Exam 300-730 topic 1 question 32 discussion

should be C A show crypto isakmp sa command shows the ISAKMP SA to be inMM_NO_STATE. This also means that main mode has failed. dst src state conn-id slot 10.1.1.2 10.1.1.1 MM_NO_STATE 1 0 Verify that the phase 1 policy is on both peers, and ensure that all the attributes match. https://www.cisco.com/c/en/us/support/docs/security-vpn/ipsec-negotiation-ike-protocols/5409-ipsec-debug-00.html#toc-hId--70669866

Answer is C. ISAKMP packets would be dropped if it were the case, not ESP packets.

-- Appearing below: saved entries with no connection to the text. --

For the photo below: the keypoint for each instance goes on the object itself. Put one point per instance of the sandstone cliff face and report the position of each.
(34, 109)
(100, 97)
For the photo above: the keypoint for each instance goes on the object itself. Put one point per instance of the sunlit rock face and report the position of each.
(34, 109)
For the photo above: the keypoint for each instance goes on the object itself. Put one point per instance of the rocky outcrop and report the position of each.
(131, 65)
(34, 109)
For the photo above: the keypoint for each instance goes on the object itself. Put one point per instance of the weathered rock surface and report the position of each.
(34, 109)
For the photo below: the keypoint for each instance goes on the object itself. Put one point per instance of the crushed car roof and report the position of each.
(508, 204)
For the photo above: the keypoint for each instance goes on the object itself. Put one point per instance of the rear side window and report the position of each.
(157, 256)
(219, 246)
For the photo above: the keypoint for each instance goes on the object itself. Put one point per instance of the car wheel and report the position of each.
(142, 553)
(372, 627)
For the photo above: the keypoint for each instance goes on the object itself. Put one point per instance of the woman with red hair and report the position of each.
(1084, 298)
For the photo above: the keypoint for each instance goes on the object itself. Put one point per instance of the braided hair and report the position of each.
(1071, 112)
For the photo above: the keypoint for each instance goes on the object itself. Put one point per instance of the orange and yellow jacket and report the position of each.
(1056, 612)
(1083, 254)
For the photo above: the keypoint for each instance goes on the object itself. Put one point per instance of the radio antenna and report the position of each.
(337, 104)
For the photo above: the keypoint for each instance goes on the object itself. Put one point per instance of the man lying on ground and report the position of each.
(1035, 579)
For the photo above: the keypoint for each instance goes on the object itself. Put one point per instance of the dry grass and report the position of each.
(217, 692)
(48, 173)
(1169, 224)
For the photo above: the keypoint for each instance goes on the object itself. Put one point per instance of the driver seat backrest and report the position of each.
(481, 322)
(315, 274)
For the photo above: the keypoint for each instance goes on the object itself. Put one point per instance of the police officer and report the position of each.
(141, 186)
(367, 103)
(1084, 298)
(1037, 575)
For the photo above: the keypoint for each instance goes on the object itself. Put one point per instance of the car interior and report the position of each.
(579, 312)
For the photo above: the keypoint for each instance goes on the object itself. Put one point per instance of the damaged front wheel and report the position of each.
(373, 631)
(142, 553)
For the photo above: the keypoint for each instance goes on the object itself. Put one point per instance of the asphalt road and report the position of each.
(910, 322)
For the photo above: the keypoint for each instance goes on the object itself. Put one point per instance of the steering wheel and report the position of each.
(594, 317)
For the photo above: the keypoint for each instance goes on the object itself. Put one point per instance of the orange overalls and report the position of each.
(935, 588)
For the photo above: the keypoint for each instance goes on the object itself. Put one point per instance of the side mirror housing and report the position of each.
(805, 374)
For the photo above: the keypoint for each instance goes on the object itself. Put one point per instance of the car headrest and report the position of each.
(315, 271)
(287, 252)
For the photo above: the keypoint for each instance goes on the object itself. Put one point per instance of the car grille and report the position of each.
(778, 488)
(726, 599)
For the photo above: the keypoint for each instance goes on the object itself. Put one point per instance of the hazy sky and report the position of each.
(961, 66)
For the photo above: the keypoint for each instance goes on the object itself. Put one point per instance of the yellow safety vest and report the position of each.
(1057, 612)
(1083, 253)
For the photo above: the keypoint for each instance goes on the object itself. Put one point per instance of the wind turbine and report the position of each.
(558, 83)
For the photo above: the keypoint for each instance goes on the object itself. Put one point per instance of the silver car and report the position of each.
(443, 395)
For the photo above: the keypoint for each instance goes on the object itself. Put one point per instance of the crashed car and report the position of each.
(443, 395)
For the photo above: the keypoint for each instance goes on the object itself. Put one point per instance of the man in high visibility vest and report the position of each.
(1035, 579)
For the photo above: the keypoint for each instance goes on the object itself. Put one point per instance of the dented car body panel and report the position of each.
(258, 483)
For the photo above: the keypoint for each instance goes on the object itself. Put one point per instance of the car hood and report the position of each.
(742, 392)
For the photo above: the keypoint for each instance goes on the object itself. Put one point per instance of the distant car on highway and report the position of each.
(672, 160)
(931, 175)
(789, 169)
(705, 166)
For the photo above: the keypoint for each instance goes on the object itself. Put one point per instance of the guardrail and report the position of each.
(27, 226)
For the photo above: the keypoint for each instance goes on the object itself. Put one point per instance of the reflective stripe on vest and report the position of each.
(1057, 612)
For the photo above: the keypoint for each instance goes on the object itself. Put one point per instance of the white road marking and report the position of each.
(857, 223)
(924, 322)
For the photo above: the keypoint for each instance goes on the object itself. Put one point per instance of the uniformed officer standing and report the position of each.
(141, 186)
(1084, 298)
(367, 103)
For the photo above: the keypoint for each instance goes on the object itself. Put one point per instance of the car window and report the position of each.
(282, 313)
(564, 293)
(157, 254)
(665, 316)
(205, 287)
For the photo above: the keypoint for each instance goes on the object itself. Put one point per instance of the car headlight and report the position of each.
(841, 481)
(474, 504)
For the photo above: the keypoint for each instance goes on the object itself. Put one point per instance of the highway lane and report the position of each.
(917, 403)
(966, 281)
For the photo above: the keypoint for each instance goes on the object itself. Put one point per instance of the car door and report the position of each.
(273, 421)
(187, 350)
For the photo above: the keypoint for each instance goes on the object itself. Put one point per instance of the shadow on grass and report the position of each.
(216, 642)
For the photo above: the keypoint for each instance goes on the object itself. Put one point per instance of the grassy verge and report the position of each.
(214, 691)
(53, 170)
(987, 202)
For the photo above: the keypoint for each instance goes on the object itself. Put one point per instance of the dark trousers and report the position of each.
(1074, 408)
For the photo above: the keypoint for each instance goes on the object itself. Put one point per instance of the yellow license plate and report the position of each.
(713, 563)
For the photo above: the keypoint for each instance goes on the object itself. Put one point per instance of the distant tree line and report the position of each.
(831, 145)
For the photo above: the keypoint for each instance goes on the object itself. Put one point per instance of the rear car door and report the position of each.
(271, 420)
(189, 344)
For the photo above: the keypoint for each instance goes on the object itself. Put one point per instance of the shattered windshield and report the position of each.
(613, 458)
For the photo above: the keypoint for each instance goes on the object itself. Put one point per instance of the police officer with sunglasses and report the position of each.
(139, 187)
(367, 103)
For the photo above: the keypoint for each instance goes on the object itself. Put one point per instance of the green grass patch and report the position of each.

phase 1 failed so non matching. human error is always first asumption

"C" is the correct answer here.

policy not matching e.g authentication key....go for C

B- is also correct , this should be the first assumption if no other details were given C- is also correct , but this should be the 2nd assumption ?

C is correct

Phase 1 failed

C is the one logical MM is for main mode

ISAKMP SA has been created but not built. https://www.tunnelsup.com/isakmp-ike-phase-1-status-messages/

correct answer is C

Correct answer is C

Correct answer is C https://www.cisco.com/c/en/us/support/docs/security/dynamic-multipoint-vpn-dmvpn/111976-dmvpn-troubleshoot-00.html

like Slysloth wrote C should be right

correct answer is C

C is the correct answer, it is due to policy mismatch for phase 1

Could also be a mismatch on both sides as stated in this troubleshooting guide. https://www.cisco.com/c/en/us/support/docs/security-vpn/ipsec-negotiation-ike-protocols/5409-ipsec-debug-00.html Though it is mentioned that its DMVPN so that could be why esp is being dropped but that should only be if protection is on.